Re: queen cells
A lot of the way things are done in beekeeping is management choice. Some would purchase another queen while others would let them raise their own. Those decisions are made from weighing various factors. Along that vein, I ask, why do you have a beehive? Do you want more beehives? Do you want honey? do you plan on getting enough hives to provide at least some income? These factors and more might determine whether you let them raise one of their own or you purchase one for them. Keep in mind, they are rejecting the purchased queen that they came with, they could also reject a new given queen.
Also, as an example, I purchased 2 packages last month. One package is doing fine, very solid sealed brood pattern and bees are working happily. The other, the queen was questionable from the start. She took too long to start laying, the bees were picking on her. I am not surprised that today I see superscedure cells built.

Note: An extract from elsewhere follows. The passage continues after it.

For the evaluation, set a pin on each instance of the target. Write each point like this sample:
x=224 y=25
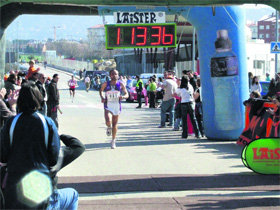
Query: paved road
x=154 y=160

I am of the opinion that bees are more accepting of queens they raise themselves, so long as the bees are healthy and there is incoming stores to feed and raise a new queen in good condition. The hive I have, I'm letting them replace the queen themselves. I feel they will do better raising their own than they would be by me purchasing another to give them. By the time a purchased queen arrived and I was ready to introduce her, they will have already had a queen emerge. Some new queens can take up to 10 days to start laying, so purchasing a queen and giving them is not going to same me any time of no brood rearing, or not save me much. So for all the considerations I try to keep in mind, I am letting them raise a queen of their own.
Sorry for all the rambling. I will not say you should or should not do it one way or the other. Do your own research and see what others say about it here. Then make your own decision and make a choice of which way to go. Either way you do it, Best of luck and enjoyment of beekeeping.
20+ years, raise my own queens, feed when needed, I treat but have not perfected varroa management yet.